Тетушка Ведасей нащупала лавку, потянула Николая за собой.
— Тяжко мне, Миколаюшко, в старости-то. Ведь совсем одна-одинешенька, как горошина, — сбивчиво повела жалостливый рассказ старуха. — Одинешенька, как и мать твоя, покойница… Памяти-то вот совсем не стало, тебя и то позабыла. А мать-то хорошо помню. Да и как не помнить, вместе ведь горемычили, как вы разъехались. Во сне все вижу. То еще молодую, в девках, то уже вдовую. К чему бы это, а, Миколай? Неуж и сама скоро помру? Да и пора, давно пора… О чем это я говорила-то? Господи, совсем памяти нету…

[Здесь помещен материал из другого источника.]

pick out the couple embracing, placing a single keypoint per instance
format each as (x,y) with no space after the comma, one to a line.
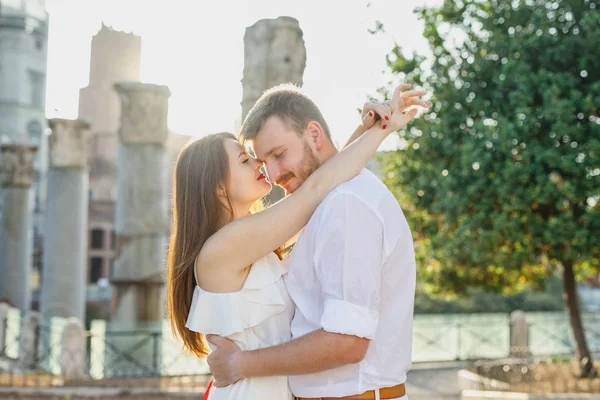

— О маме, о маме, — подсказал Николай.
— Верно, о Натарье начала. Дак вот, мать-то твоя хоть и хворая была, а все на ногах держалась. До самой смертной минуты на ногах. Только в последний день не смогла истопить печку. Я пришла ей пособлять. Принесла дров, затопила, поставила на плиту воду. Ты, говорю, полежи пока, а я поищу лекарство. Нашла в комоде какие-то таблетки — она их пяла от головной боли, — дала ей. Кое-как сглотнула, бедная, запила теплой водичкой. И уснула…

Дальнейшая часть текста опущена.